Ducking inside what’s now the museum, we heard of the bitter 1900 strike when fisherman refused to accept a lowball pay offer from cannery owners before a better deal was eventually struck. We also discover that a Japanese school and hospital were built here—the museum’s walls are lined with sharp, large format photos of this close-knit community. Our treat here reflected the deep Japanese influence on the area: a delicious sampling of locally-brewed YK3 Sake—crisp Yu Junmai recommended.
The Steveston Museum stop includes a local sake tasting. | Photo: Tourism Richmond
Stop four: Gulf of Georgia Cannery National Historic Site
It’s a short walk to the Gulf of Georgia Cannery National Historic Site—or the ‘Monster’ as John said it was called in his day, when it dominated local production. Creosote aromas and cool temperatures hit as we stepped inside: the cannery was built over the water to preserve the fish, but workers froze their fingers to the bone here. Walking the line, we heard of jobs including hooking fish from the boats for 14 hours a day and speed-butchering salmon (and the occasional finger) in 20 seconds flat.
The Gulf of Georgia Cannery National Historic Site. | Photo: Tourism Richmond
John then bid us a final goodbye and told us to “go get a fast beer before the government signs a law of prohibition.” The final treat was perfect: steaming bowls of chunky seafood chowder—from local fish and chips legend Pajo’s—as well as glasses of tasty ale from nearby Britannia Brewing.
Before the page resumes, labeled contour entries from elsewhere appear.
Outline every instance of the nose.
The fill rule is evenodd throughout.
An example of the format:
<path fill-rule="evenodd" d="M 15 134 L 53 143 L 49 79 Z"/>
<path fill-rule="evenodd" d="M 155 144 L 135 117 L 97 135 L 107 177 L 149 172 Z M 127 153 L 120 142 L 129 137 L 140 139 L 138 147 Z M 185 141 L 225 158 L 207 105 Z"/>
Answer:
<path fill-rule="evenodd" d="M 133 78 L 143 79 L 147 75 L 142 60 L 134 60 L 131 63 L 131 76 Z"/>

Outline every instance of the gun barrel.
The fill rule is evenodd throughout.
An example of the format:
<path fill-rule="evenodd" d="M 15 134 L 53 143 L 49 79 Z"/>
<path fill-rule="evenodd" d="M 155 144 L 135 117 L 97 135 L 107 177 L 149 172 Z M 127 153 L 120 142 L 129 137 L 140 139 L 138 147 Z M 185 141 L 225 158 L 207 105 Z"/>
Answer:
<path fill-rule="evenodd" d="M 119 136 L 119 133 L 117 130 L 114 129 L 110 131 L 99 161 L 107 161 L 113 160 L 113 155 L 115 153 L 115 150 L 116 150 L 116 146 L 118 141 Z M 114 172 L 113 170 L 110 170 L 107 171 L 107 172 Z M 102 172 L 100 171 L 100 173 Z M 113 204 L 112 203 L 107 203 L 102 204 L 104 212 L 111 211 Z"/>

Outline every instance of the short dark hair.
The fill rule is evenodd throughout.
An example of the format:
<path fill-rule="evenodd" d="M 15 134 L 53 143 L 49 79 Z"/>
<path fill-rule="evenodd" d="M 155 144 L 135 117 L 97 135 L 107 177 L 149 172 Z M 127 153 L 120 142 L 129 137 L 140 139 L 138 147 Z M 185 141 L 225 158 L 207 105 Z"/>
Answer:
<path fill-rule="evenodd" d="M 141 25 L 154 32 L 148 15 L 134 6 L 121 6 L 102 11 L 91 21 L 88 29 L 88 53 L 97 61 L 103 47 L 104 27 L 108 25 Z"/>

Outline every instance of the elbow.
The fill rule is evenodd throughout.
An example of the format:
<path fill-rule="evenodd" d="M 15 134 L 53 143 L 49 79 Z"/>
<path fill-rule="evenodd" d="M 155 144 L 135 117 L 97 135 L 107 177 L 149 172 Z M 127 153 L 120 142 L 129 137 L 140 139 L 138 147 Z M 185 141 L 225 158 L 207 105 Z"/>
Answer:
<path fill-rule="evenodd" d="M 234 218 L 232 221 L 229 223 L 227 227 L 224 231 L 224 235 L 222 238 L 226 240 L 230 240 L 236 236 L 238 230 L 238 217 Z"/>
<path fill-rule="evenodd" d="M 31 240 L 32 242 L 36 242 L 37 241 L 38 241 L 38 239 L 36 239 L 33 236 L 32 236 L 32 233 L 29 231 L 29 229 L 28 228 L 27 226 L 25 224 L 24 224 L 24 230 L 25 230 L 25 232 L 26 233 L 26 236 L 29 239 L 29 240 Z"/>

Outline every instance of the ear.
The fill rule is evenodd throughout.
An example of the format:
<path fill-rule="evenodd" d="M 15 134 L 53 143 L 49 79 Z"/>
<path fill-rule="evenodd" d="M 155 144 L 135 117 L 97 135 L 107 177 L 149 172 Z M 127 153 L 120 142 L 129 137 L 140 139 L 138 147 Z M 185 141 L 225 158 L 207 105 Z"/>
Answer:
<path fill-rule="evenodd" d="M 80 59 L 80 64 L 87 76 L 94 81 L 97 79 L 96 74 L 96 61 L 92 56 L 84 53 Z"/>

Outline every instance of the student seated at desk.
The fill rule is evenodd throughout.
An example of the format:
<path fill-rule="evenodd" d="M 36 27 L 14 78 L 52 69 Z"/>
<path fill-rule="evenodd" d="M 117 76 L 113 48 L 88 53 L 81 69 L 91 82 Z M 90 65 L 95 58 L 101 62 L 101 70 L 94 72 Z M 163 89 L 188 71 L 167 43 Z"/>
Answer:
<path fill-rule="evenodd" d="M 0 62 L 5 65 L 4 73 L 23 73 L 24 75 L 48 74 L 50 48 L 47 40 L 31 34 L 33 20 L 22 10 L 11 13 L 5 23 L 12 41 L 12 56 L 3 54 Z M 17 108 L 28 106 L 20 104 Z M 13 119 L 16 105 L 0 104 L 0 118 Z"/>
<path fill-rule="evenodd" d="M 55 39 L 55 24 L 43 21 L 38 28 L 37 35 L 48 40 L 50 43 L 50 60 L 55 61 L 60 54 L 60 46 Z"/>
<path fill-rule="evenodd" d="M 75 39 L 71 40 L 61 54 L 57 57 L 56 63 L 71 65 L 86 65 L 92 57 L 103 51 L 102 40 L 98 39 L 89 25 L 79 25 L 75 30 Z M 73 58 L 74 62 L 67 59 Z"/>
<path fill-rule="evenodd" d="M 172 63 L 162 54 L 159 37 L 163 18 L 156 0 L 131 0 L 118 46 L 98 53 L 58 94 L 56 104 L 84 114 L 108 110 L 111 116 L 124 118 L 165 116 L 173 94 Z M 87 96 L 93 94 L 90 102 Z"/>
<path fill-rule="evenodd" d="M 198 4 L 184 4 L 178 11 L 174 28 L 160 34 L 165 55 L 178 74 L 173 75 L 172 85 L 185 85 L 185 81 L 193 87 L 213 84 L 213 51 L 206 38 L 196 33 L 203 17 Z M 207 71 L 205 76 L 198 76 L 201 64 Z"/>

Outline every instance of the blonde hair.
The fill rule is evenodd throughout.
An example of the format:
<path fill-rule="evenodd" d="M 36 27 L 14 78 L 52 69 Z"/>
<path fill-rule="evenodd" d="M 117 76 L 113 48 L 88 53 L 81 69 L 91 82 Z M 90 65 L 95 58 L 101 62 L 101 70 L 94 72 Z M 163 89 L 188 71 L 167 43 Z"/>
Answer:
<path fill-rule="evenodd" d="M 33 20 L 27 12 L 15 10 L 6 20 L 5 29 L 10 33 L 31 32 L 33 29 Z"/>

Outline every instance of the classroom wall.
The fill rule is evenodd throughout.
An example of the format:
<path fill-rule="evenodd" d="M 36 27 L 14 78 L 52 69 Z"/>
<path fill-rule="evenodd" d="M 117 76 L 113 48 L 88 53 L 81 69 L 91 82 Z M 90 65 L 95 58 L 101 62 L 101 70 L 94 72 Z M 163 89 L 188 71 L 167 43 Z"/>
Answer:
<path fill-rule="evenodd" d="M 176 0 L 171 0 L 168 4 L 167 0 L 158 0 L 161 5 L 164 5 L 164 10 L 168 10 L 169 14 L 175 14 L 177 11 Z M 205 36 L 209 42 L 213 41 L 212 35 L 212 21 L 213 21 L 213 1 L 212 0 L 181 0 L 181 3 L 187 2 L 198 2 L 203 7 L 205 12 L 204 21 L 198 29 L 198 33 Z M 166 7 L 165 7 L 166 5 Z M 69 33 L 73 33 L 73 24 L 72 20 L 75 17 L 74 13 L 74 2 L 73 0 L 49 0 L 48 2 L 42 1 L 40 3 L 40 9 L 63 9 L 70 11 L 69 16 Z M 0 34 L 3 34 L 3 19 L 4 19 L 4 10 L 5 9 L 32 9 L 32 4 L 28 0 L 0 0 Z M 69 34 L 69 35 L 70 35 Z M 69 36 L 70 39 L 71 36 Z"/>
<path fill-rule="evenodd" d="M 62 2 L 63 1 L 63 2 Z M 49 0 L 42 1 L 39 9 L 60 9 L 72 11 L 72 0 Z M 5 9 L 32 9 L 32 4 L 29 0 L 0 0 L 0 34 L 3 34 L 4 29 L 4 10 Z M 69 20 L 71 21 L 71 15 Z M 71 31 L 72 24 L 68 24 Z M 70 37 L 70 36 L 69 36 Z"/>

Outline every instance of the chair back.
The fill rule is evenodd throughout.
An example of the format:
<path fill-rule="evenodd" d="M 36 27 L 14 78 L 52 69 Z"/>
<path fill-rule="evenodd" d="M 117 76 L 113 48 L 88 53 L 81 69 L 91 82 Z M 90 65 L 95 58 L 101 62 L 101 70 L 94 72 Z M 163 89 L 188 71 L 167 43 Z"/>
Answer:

At tables covered with red-checkered cloths, a chatty, party-like atmosphere ensued as we tucked into our treats and toasted the day’s time-travelling visit to yesteryear Steveston.
Exploring the Gulf of Georgia Cannery. | Photo: Tourism Richmond
If you go:
2019 tours take place on Saturdays from 2:00pm - 5:00pm on the following dates:
- May 25
- June 15
- July 13
- August 17
- September 14
- October 5
Mostly on foot, bus transport is provided between Britannia Shipyards and the Steveston Tram stops, plus—at the tour’s end—between the Gulf of Georgia Cannery and Britannia Shipyards. A free Steveston Tourist shuttle bus is available from central Richmond—more information will be available soon.
Please note there are no alternatives to the food tastings served throughout the route, and offerings may change without notice.